Industry Experts on Why Dividend ETFs Should be on Your Radar
For investors looking for cash flow, these are some of the best dividend ETFs to invest in right now, according to CNBC.
“We at CFRA view things from a dividend growth perspective and a dividend yield perspective,” said CFRA’s Todd Rosenbluth, his firm’s senior director of ETF and mutual fund research.
“ETFs tend to be focused on how the company pays a dividend and how that yield is part of the portfolio,” he said. “Dividend growth ETFs are more forward-looking. These are companies with either earnings power to have historically paid a dividend or the earnings power to continue to grow and raise that dividend as opposed to the more defensive-laden dividend-yield ETFs.”
- the ProShares S&P 500 Dividend Aristocrats ETF (NOBL)
- SPDR S&P Dividend ETF (SDY)
“Those look backward at the last 20 to 25 years of companies raising dividends. An ETF like DGRW ... is actually more of a projection,” he said, referencing the WisdomTree U.S. Quality Dividend Growth Fund (DGRW). “That DGRW ETF has more tech exposure than those two other ones,” he said. “Tech as growing, but also the dividend base is growing.”
Rosenbluth believes dividends are coming back into favor for investors. “They’ve been out of favor for the first half of 2020. In July, there were net inflows to these ETFs, probably because companies stopped cutting the dividend the way that they had been since the pandemic first emerged,” he said.
Other financial professionals seem trends emerging in the industry. “You have no yield out there,” said Global X’s Jay Jacobs referring to the bond market. Jacobs is his firm’s head of research and strategy. “The Federal Reserve has lowered the federal funds rate to zero and corporate spreads are trading very tightly.”

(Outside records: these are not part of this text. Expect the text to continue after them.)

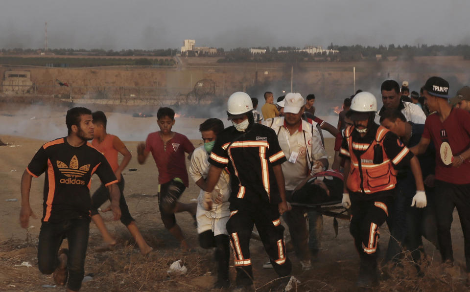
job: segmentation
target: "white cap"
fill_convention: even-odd
[[[284,99],[284,112],[297,114],[304,106],[305,101],[300,93],[289,92],[285,95]]]

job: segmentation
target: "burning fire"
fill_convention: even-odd
[[[339,114],[339,113],[343,110],[343,108],[341,107],[337,106],[334,108],[331,108],[333,109],[333,111],[336,114]]]

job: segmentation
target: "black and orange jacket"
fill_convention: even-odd
[[[65,137],[43,145],[26,170],[36,178],[46,173],[43,222],[89,216],[90,188],[94,173],[107,186],[118,182],[106,158],[91,144],[73,147]]]
[[[398,137],[374,124],[361,137],[353,126],[345,131],[340,155],[351,159],[346,184],[352,192],[366,194],[391,190],[397,183],[395,166],[413,157]]]
[[[232,189],[229,201],[242,199],[281,202],[273,167],[286,161],[274,130],[260,124],[250,126],[246,133],[233,126],[217,136],[209,157],[211,164],[227,167]]]

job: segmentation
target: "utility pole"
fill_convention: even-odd
[[[47,48],[47,22],[46,22],[46,40],[44,42],[44,54],[45,54],[47,55],[47,50],[48,49],[49,49],[48,48]]]
[[[294,80],[294,66],[290,67],[290,92],[292,91],[292,81]]]
[[[352,94],[356,92],[356,67],[352,67]]]

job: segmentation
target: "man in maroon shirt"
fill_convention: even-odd
[[[439,251],[442,261],[454,261],[450,238],[452,213],[457,207],[464,233],[467,261],[467,285],[470,284],[470,113],[452,109],[448,102],[449,83],[438,77],[430,78],[424,85],[425,104],[430,112],[418,145],[411,148],[416,155],[423,153],[432,140],[435,146],[436,213]],[[441,158],[441,144],[450,146],[454,158],[449,165]]]
[[[157,112],[160,131],[150,133],[145,143],[137,146],[137,159],[143,164],[151,152],[158,168],[158,206],[162,221],[170,232],[181,243],[181,247],[189,247],[185,240],[181,228],[176,224],[175,213],[189,212],[196,216],[196,203],[185,204],[178,202],[188,187],[188,171],[185,152],[188,158],[194,146],[186,136],[171,131],[175,124],[175,112],[169,108],[160,108]]]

“On top of that, you have the retiring baby boomer generation that is looking to transition their portfolios from more of a growth focus to an income focus,” he said. “When you combine those two things and put this huge emphasis on trying to find yield in more narrowly sliced corners of the market, we think equities are a great place to find it.”
“We think there’s certain strategies that can generate very significant yield like covered call strategies, which buy stocks and sell call options on top of it,” Jacobs said. “The area that we’re very bullish on right now is preferred stocks, which have kind of a middle place between bonds and equities. They pay pretty high yields, and these are largely U.S.-based financial firms that are showing ... strength in this environment right now.”